Prevalence above the threshold (1% by default)
Here we report the number of distinct intervals and the complete list of locales where/when a prevalence above the minimum prevalence threshold was observed.
For example:
AsiaSO::India::Delhi:5 AsiaSO::India::WestBengal:1Indicates that the novel candidate lineage/variant had a prevalence above the minimum cut-off value at 5 distinct intervals in Delhi and at only a single interval in West Bengal.
Increase (2 fold by default)
For every interval/span of time (default 4 weeks) where the novel candidate lineage/variant had a prevalence above the user defined threshold, and an increase of X folds (X=2 by default) or higher, this section reports:
the place were the increase was observed;
the prevalence at the initial time point of the interval;
and the prevalence at the last time point of the interval.
For example:
Interval: 2021-04-01 to 2021-04-28, increase at 1 locale(s)List of locale(s): AsiaSO::India::Delhi:0.03-(76),0.08-(117)Indicates that in the interval of time comprised between April 1rst and April 28th, at Dehli the candidate lineage/variant increased its prevalence from 0.03 (3%) to 0.08 (8%).

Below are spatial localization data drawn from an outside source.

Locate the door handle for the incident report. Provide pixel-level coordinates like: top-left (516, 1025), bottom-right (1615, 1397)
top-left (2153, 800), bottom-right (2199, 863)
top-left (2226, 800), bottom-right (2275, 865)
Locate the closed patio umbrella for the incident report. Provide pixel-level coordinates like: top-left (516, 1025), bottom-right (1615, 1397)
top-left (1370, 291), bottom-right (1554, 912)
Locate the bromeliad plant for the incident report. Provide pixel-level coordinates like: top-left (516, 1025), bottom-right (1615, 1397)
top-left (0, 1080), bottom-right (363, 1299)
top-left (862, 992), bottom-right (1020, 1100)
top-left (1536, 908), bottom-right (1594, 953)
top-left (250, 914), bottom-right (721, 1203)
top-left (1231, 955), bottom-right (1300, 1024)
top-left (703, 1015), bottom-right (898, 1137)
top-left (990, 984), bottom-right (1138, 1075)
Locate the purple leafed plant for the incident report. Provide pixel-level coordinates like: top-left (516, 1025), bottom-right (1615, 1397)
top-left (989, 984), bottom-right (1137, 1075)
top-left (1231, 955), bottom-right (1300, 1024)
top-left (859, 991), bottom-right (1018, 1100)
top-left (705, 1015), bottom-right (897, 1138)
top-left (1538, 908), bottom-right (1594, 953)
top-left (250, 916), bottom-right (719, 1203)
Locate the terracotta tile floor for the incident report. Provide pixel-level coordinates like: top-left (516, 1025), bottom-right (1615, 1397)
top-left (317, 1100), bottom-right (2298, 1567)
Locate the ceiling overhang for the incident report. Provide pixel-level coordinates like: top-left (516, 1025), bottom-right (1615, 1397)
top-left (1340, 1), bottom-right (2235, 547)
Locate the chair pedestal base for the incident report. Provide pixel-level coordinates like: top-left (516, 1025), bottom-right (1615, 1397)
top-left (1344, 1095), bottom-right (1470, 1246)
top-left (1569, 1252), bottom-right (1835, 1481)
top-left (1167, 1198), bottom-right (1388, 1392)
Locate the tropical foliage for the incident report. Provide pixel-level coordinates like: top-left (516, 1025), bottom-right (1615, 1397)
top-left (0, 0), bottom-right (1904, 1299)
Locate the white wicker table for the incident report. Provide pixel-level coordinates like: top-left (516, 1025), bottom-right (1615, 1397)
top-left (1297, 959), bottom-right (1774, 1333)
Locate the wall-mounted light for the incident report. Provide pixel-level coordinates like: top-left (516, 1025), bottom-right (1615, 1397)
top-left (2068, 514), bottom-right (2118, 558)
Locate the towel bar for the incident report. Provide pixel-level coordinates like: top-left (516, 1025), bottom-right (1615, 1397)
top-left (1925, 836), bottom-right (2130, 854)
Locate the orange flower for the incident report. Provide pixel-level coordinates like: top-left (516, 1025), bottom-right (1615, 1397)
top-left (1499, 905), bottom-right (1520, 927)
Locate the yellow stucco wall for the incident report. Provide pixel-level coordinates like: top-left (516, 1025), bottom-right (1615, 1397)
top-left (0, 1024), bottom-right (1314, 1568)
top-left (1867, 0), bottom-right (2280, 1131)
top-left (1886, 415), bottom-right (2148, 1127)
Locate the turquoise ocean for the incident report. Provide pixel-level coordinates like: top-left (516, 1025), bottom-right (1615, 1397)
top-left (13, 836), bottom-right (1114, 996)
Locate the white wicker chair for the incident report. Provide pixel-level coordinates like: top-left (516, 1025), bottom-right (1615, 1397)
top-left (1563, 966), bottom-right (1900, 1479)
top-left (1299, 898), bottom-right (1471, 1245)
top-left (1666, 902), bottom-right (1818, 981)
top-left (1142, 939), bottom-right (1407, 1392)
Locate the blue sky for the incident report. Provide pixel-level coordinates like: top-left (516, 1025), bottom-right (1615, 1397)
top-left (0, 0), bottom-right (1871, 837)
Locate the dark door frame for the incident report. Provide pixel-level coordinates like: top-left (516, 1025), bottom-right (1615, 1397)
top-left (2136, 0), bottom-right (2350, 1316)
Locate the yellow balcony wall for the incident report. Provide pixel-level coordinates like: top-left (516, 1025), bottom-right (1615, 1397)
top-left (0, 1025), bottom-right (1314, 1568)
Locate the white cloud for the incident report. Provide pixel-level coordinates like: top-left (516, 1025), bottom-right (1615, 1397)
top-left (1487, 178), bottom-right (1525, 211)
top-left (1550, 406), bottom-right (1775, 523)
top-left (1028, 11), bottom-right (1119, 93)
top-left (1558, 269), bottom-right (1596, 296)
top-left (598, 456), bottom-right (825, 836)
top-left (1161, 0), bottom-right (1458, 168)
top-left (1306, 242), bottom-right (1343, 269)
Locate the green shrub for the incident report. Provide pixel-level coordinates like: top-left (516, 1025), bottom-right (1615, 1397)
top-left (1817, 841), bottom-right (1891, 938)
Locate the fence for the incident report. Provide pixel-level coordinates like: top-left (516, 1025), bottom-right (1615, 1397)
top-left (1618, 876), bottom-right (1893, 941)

The numbers in brackets, 76 and 117 respectively, indicate the total number of genomic sequences used to estimate the prevalence.
The sentence The candidate variant/lineage did not show an increase in prevalence greater than the threshold at any interval or locale is used when no data are available and/or the novel variant did not show an increase in its prevalence.
Prevalence in time
This section reports the latest prevalence of the candidate variant/lineage as estimated by HaploCoV. For example:
Latest prevalence:AsiaSO 2021-04-30 0.0294-(136)AsiaSO::India 2021-04-30 0.0294-(136)indicates that the latest prevalence of the candidate lineage/variant at April 30th 2021, was 0.029 (~3%) in South Asia and India.